Dispatches from the road: Quebec City

I’m trying to write using the Blackberry this morning. Am on my way to the nation’s capital but the kids wanted to stop off here.

Read the recent thread between Vincerolly and Mikel below. That’s the kind of dialogue I like to see here although I realize that people are busy.
I am listening to Gladwell’s Outliers on the trip up here. I’ll have more to say on this but I think there is an interesting application of his theory to help understand why places like NB chronically underperform.

I also listened to a podcast from IBM’s Institute for Economic Development based in Ireland. Maybe we should try and get IBM to put a similar facility in NB.

I see that NB is goiing to be ‘protected’ in any Senate reform. Phew. The current model has worked so well for us I am glad we will be protected. Maybe we should go Serengeti Plain with our politics. Maybe we would be forced to rethink things.

Front page ROB story yesterday on the potential impact of the Fort Macmurray slowdown on places like NB. I wrote this story in my column three weeks ago. Glad to se it gaining nationa attention because it is serious.

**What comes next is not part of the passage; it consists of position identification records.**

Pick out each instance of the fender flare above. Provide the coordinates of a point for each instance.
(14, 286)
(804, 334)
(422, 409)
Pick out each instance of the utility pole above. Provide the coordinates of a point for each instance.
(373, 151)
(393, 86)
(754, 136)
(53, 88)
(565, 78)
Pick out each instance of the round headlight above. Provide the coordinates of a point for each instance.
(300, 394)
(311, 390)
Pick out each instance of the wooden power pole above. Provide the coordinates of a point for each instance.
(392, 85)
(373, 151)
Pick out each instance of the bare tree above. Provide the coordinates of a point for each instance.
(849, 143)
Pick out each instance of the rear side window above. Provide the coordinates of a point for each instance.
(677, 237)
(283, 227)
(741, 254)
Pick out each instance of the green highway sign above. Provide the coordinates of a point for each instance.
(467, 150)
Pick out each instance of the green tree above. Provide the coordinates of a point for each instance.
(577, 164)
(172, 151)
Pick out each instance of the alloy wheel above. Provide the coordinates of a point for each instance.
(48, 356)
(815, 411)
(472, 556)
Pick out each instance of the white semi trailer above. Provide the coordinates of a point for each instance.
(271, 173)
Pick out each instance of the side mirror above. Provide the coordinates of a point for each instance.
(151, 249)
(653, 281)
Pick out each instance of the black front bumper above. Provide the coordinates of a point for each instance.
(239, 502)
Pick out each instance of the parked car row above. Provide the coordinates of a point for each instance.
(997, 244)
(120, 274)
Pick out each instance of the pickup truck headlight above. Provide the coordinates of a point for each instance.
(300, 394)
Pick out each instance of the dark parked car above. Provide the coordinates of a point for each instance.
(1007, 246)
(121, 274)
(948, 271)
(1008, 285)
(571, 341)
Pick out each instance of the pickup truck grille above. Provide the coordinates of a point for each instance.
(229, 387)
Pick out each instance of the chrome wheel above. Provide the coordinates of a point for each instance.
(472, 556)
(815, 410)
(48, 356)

Finally, I have to chuckle when I hear NB politician’s talking about the need for a stimulus package. It’s fun. If ontario had the economic performance of NB over the past decade it would have been a national diaster. We bragged about it. Now that the national economy is going into a funk NB now needs a ‘stimulus’. We needed a stimulus five years ago – ten – when we realized that the economy wasn’t even creating enough jobs to sustain the current population.

2 thoughts on “Dispatches from the road: Quebec City

  1. You raise a good point about the stimulus package. We are lacking a sense of urgency about economic development.

    We can debate the effectiveness of the McKenna years’ ED strategies, but there would be broad agreement that there was at least a sense of urgency about ED. There were the 1800 call-the-Premier lines, tiger teams rapidly deployed at the hint of a prospect, quick decisions, redirected priorities in favour of ED etc. We all know the stories of McKenna being tailed when he visited cities and there were numerous national news stories about NB’s assertive efforts in ED.
    Perhaps a lot of this was well designed hype but it accomplished 2 things:1) NBers were talking about ED and appreciated its significance and 2) NB made it onto the radar screens of prospects who were expanding or relocating (ie some companies actually contacted us). This resulted in lots of companies setting up in NB.

    Lately just about anything gets labeled ED. As discussed on an recent blog, a community hall is built and called ED. Potholes are filled and called ED. A new doctor is hired and called ED. We need Ontario-style ED like opening a new Toyota plant.

    NB is not in a maintaining phase; we have large gaps to close with ED. To close these gaps, we need a sense of urgency about ED.

  2. Well, according to Shawn Graham there IS a ‘sense of urgency’. This is why the government has announced that it wants to lower income taxes, as well as getting the Corporate Income Tax below 10%. Serious times call for serious measures (he says).